I think I’m in the ‘withering away’ camp and don’t think abolition is a useful framework. Gender contradictions aren’t antagonisitc, or at least, they don’t have to be. Non-antagonistic contradictions can simply be managed until the contradictions achieve a higher unity in synthesis (and then produce new contradictions that we probably can’t even imagine in our current gender paradigm).
I also don’t think gender withers away simply because we get rid of family, private property, and the state. I think those are some of the material foundations for gender as we know it and they are much of the foundation for gender roles, but gender itself can’t be resolved without addressing the technological limitations of gender affirming care. I know in my case I will probably never get bottom surgery, because even though I might be interested in it conceptually I don’t think the technology can give me exactly what I want. Gender can never wither away as long as we are so limited by our own bodies and gender affirming technology.

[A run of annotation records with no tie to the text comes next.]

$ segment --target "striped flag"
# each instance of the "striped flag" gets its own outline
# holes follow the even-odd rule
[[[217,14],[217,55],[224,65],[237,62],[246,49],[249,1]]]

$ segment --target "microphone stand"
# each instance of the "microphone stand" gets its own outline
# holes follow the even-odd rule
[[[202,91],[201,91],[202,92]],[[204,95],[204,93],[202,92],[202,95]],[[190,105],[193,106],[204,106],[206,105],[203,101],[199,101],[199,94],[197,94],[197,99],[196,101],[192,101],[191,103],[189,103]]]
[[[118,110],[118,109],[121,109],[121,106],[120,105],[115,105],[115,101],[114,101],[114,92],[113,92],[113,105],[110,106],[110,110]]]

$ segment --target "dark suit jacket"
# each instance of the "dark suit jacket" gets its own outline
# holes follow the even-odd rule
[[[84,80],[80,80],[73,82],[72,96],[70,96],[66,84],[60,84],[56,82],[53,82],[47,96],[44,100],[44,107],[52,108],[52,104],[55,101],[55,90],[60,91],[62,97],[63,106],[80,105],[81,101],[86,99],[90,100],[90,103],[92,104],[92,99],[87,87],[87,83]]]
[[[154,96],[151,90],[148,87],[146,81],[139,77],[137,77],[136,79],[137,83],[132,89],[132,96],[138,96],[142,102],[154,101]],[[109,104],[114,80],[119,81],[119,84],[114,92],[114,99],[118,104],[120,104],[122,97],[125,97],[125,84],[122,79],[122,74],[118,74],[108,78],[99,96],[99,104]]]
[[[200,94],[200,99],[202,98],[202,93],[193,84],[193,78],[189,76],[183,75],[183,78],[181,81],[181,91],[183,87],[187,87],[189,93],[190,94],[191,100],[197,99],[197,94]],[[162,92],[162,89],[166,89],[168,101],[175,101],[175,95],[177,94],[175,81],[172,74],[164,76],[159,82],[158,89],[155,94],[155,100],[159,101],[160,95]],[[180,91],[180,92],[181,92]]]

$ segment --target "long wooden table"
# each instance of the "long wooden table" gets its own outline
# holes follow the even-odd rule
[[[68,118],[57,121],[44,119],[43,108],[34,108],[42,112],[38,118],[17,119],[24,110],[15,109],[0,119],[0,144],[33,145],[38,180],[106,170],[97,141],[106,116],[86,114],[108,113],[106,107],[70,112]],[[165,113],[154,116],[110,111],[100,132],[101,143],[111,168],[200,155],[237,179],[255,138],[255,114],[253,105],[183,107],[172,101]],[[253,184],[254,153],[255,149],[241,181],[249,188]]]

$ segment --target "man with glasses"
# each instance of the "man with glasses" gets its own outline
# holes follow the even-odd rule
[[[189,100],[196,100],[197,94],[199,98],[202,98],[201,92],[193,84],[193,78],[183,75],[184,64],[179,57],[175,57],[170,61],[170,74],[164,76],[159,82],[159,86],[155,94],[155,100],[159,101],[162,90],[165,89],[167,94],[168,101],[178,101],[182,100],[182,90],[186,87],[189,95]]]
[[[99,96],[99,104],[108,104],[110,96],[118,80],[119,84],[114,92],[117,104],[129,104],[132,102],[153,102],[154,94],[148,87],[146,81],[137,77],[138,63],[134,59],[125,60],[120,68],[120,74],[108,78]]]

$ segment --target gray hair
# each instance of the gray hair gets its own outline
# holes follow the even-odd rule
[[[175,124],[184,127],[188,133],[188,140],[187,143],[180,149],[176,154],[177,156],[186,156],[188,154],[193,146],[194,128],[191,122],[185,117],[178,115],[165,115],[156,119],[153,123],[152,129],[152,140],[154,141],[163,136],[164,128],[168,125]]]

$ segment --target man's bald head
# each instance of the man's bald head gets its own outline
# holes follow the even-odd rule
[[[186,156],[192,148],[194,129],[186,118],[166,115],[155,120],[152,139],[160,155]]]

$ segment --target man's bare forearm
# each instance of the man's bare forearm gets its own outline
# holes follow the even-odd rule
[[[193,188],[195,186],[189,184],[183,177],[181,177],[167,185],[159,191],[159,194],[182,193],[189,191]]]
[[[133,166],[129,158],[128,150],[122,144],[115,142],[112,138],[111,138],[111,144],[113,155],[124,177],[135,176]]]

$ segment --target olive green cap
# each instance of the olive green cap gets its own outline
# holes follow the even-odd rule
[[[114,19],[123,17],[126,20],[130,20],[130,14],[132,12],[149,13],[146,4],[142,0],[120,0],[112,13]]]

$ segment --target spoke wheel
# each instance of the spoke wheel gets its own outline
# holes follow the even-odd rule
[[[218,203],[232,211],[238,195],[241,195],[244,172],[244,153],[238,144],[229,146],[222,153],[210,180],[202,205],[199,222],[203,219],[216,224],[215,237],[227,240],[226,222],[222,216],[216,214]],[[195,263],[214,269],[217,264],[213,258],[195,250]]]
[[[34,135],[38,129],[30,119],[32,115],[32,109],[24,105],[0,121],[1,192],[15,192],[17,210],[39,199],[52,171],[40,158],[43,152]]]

But eventually we will surpass these limitations. I envision a day that “transition” won’t even exist as a concept because we can just change ourselves at will, there will be so many genders and so many gender expressions and gender will be so fluid and dynamic that people today wouldn’t even recognize it as gender anymore.
I think we’re going to have gender for a long time, even after we defeat capitalism, but I also think there is a horizon where we’ll leave it behind because it isn’t useful anymore.